Unfortunately, as I think you’ve already observed, this approximation isn’t good enough. For $k$ close to $1$ or $n$, the lobe shoots significantly past the tangency point before turning back toward the $x$ axis.
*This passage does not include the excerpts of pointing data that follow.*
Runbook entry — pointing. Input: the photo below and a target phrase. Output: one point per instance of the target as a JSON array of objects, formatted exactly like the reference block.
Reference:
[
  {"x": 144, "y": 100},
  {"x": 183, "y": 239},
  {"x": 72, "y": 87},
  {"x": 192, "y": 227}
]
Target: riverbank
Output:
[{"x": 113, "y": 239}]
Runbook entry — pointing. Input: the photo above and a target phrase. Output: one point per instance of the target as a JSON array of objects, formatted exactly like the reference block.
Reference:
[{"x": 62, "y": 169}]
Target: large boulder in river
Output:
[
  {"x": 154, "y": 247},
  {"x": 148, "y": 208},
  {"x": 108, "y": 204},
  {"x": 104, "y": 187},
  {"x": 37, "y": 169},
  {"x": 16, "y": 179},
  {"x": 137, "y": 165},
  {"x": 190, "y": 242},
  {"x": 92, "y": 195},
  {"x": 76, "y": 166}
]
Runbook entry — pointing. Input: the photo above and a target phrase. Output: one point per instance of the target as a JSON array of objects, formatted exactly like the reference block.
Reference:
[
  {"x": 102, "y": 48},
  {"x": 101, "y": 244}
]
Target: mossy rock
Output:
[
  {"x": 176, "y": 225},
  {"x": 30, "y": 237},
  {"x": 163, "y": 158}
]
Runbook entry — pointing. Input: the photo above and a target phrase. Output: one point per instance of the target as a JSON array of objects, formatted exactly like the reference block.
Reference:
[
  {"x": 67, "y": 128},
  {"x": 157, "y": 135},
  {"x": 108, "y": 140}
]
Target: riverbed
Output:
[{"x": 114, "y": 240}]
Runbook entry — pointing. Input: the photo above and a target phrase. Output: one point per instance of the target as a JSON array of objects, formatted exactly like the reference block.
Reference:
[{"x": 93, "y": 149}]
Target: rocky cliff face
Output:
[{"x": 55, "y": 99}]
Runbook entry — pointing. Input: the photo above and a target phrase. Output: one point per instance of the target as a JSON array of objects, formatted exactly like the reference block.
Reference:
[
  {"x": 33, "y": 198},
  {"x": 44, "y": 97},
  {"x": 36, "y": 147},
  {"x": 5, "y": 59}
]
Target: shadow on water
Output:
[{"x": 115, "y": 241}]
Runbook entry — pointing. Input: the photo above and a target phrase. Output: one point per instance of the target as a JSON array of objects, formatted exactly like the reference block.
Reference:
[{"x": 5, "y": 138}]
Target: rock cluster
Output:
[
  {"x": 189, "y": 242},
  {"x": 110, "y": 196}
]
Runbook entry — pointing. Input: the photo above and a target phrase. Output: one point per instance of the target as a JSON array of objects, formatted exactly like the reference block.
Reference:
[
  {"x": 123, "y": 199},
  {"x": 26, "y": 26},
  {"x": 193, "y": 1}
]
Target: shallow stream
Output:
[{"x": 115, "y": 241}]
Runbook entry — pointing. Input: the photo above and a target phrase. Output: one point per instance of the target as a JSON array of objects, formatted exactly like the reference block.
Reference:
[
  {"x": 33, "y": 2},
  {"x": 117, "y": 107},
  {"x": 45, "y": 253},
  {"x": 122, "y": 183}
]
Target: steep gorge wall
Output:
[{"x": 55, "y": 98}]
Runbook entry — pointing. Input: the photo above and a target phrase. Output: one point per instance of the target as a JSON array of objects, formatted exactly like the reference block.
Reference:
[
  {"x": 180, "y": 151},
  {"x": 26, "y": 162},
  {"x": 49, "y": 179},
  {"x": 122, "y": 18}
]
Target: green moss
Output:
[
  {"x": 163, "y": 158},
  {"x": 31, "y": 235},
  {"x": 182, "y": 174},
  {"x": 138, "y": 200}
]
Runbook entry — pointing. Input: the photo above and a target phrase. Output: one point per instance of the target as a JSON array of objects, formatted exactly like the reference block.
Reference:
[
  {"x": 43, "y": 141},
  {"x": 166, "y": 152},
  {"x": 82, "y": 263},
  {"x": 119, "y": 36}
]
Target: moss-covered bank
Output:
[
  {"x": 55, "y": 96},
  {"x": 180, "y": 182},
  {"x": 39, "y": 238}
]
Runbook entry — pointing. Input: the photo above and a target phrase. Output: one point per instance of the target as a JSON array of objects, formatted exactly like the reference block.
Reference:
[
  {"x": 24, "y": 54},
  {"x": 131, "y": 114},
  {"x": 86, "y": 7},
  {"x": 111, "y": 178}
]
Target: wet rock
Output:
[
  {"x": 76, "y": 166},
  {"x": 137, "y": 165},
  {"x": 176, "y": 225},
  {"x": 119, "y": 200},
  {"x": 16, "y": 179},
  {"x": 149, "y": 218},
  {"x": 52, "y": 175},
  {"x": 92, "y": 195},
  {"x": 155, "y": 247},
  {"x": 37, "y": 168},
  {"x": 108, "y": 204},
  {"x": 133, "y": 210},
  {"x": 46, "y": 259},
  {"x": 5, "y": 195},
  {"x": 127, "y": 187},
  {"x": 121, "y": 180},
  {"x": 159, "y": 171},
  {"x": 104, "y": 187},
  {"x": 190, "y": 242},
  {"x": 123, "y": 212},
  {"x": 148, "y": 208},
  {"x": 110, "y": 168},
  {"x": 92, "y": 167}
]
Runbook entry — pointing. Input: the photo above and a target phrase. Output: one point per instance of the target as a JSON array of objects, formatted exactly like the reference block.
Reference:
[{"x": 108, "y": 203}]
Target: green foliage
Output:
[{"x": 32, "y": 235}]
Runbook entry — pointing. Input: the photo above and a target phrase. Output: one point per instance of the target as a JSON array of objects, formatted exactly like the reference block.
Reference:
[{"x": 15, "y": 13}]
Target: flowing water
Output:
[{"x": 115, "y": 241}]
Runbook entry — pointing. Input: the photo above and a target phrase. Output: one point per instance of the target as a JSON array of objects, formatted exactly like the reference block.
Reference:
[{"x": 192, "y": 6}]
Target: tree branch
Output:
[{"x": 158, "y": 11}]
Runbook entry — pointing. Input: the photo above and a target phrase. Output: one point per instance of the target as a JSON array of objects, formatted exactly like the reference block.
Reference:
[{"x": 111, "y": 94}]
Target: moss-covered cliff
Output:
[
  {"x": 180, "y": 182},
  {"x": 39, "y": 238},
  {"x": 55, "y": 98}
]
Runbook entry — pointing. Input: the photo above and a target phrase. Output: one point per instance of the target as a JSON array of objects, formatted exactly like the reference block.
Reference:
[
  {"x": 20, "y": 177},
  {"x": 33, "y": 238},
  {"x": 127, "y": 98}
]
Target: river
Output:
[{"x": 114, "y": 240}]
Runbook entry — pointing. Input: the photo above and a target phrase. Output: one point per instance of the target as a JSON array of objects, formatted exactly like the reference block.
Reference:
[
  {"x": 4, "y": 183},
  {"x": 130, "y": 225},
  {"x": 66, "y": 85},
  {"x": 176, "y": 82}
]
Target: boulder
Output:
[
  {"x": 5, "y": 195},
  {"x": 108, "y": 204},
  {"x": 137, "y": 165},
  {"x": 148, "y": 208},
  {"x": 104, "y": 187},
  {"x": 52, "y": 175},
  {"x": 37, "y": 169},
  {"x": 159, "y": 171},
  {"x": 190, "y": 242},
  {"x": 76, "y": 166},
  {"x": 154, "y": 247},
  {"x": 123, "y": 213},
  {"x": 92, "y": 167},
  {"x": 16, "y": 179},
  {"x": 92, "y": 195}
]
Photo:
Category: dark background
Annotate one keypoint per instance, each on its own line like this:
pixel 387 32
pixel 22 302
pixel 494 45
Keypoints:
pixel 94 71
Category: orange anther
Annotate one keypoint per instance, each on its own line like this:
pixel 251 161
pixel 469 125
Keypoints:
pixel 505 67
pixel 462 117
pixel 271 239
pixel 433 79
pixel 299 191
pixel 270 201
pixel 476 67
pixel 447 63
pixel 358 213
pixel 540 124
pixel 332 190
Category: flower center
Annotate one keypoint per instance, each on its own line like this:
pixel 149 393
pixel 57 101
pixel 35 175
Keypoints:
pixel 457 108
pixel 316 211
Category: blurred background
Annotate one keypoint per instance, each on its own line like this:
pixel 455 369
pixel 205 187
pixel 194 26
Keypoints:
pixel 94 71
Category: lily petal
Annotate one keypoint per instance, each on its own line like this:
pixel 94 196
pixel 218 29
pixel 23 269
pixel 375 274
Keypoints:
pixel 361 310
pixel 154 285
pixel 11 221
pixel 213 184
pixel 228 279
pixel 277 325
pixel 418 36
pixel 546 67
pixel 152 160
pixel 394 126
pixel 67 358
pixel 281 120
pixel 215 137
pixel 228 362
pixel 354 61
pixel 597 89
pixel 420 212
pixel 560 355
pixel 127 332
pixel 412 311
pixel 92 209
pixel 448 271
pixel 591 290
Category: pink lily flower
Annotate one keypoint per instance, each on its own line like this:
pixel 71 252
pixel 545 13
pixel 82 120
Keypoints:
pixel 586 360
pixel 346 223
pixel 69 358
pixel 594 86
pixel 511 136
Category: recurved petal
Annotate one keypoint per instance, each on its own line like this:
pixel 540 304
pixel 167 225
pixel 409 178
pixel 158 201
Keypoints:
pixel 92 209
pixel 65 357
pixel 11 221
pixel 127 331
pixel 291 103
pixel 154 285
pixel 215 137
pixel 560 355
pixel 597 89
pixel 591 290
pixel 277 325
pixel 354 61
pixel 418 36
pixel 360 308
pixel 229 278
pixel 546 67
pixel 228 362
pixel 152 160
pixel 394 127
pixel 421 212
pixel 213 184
However, we can try to correct the approximation as follows.

If we translate the $k$th lobe by $(-1, 0)$ and scale it by a factor of $n$, we get

$$x = n\left(\cos \frac tn - 1\right), \quad y = -n \sin t \sin \frac tn.$$

As $n → ∞$, this approaches

$$x = 0, \quad y = -t \sin t,$$

with the arc length converging as $O(n^{-2})$. This limiting arc length is

$$\max_{(k - 1)π < t < kπ} 2\lvert t \sin t\rvert = 2\lvert r_k\sin r_k\rvert,$$

where $r_k$ is the $k$th positive root of $r \cos r + \sin r = 0$. But we’ve underestimated it as

$$2n \sin \frac{\left(k - \frac12\right)π}{n} \to 2\left(k - \frac12\right)π,$$

also converging as $O{(n^{-2})}$. So we’ll need to correct the approximation by a factor of

$$\frac{\lvert r_k\sin r_k\rvert}{\left(k - \frac12\right)π}.$$

The corrections in lobes $k$ and $n + 1 - k$ are the same, so the overall correction tends to

$$L = 2\prod_{k = 1}^\infty \left(\frac{r_k \sin r_k}{\left(k - \frac12\right)π}\right)^2,$$

with overall error $O(n^{-1}) → 0$. We can compute $L ≈ 2.94303552937$, whose proximity to $\frac 8e$ is extremely striking, although it’s hard to confirm since $r_k$ don’t seem to have a closed form.